Paul Foot

Labour’s Crisis
Ghost of a chance

(November 2000)

From News Review, Socialist Review, No.246, November 2000, p.5
Copyright © 2000 Socialist Review.
Downloaded with thanks from the Socialist Review Archive.
Marked up by Einde O’Callaghan for the Marxists’ Internet Archive.

Suddenly, totally unexpectedly, a strange and ghastly creature from the past flutters across the political stage – a Tory government. A what? Not a past Tory government, nor even a Labour government pretending to be a Tory government. But for a fleeting moment, and in at least three proper opinion polls, a majority of British people answered the question, ‘How would you vote at the next election?’ with the preposterous reply, ‘Conservative.’ Convert these polls into a general election and the phantasma, the spectre, is converted into reality – a Tory government with William Hague as prime minister.

Not for eight years, not since Heseltine closed the pits and Lamont ran up the interest rates to 15 percent, have the Tories led in the opinion polls. What was the cause of this sudden shift? Was there a spectacular disaster for the government? On the contrary. Many pundits, myself included, were predicting that the Labour lead in the polls was so huge and the prospect – not the reality, but the prospect – of Brown’s budget so alluring that Blair might call an October election and have done with the Tories for another five years at least.

Was it perhaps the emergence of William Hague as a charismatic leader, or of his Tory team as thrusting dynamos with even a glimmer of an answer to people’s problems? To ask the question is to answer it. The Tories are a hopeless bunch, even more anonymous and lacklustre than they were under John Major, split all ends up over Europe and careering to the right in a maniacal frenzy. The real answer is much more serious. It is that the fuel crisis, and the government’s dithering over it, left people uneasy and uncertain. The violent fluctuations of the opinion polls showed that old party loyalties are unreliable.

New Labour’s ministers are unpopular not so much for what they say and do, but for what they don’t say and don’t do. The hallmark of the government is paralysis. It doesn’t say yes and it doesn’t say no. It doesn’t say stop and it doesn’t say go. Too nervous to climb, too frightened to fall, it bides its time and clings to the wall. In a society cut into classes, paralysis is not even neutrality. It leaves things as they are – in the exclusive hands of the rich who grow more and more confident that they will be able to hang on to their wealth and power.

The reason for the sudden rise in the polls for the Tories has nothing to do with them and even less to do with the ‘apathy of the masses’. The blame lies squarely on New Labour.

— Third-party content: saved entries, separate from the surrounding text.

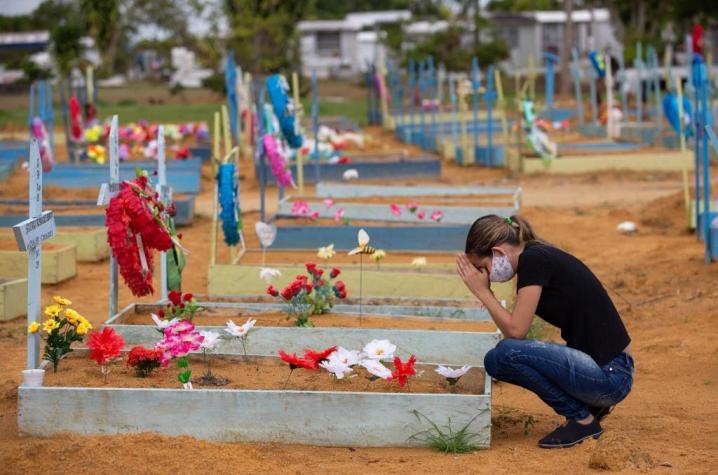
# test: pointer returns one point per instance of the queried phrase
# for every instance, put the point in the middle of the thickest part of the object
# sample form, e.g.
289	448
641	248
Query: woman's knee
499	357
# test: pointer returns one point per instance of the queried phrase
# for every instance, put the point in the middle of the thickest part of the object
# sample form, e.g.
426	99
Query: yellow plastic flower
72	316
53	310
50	324
61	301
83	328
326	252
378	255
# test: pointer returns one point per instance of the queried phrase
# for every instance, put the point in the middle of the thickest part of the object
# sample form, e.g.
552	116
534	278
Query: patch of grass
445	439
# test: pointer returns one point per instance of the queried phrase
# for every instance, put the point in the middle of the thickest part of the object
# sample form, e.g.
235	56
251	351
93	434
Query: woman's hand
476	280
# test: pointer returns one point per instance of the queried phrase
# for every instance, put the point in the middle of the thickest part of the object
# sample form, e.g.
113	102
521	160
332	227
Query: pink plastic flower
300	208
339	215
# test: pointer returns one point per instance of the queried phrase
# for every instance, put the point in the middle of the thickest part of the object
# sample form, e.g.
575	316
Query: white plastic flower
268	274
377	369
451	373
347	357
351	174
378	349
210	340
240	330
419	262
326	252
336	367
162	323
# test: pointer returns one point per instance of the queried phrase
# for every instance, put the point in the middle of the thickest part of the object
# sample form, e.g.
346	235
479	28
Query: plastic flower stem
291	370
361	280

Three and a half years after the biggest election victory of all time, three and a half years of uninterrupted economic stability, three and a half years of the most hopeless opposition anyone could imagine, leave us with opinion polls showing Labour neck and neck with the Tories.

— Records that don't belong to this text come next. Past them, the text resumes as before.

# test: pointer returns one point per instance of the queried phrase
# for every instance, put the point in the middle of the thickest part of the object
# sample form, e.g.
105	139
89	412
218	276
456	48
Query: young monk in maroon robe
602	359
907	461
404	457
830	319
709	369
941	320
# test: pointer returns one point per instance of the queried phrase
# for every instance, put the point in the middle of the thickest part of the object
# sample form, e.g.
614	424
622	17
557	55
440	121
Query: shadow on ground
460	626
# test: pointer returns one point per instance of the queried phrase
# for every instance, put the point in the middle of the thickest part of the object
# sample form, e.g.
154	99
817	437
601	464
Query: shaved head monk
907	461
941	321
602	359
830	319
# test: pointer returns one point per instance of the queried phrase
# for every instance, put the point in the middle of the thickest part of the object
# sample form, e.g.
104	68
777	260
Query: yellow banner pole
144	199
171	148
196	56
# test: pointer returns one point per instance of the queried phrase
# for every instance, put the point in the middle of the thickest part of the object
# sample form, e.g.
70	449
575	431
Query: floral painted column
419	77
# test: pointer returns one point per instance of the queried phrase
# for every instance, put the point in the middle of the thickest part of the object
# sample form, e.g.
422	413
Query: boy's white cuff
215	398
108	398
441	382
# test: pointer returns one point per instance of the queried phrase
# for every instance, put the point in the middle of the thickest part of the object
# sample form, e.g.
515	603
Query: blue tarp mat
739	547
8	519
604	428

It is small comfort that the Tories immediately threw away their advantage by wheeling on the awful Widdecombe to make a hash (if she will pardon the expression without reaching for her manacles) of even a Tory conference speech on law and order. It is not much comfort if the polls just for a moment swing away from the Tories again. The point is that New Labour with its Tory privatisations, Tory tax breaks, Tory dinner parties for the rich and Tory chief inspector of schools has so confused its supporters that they can’t any longer tell the difference between this government and its predecessor.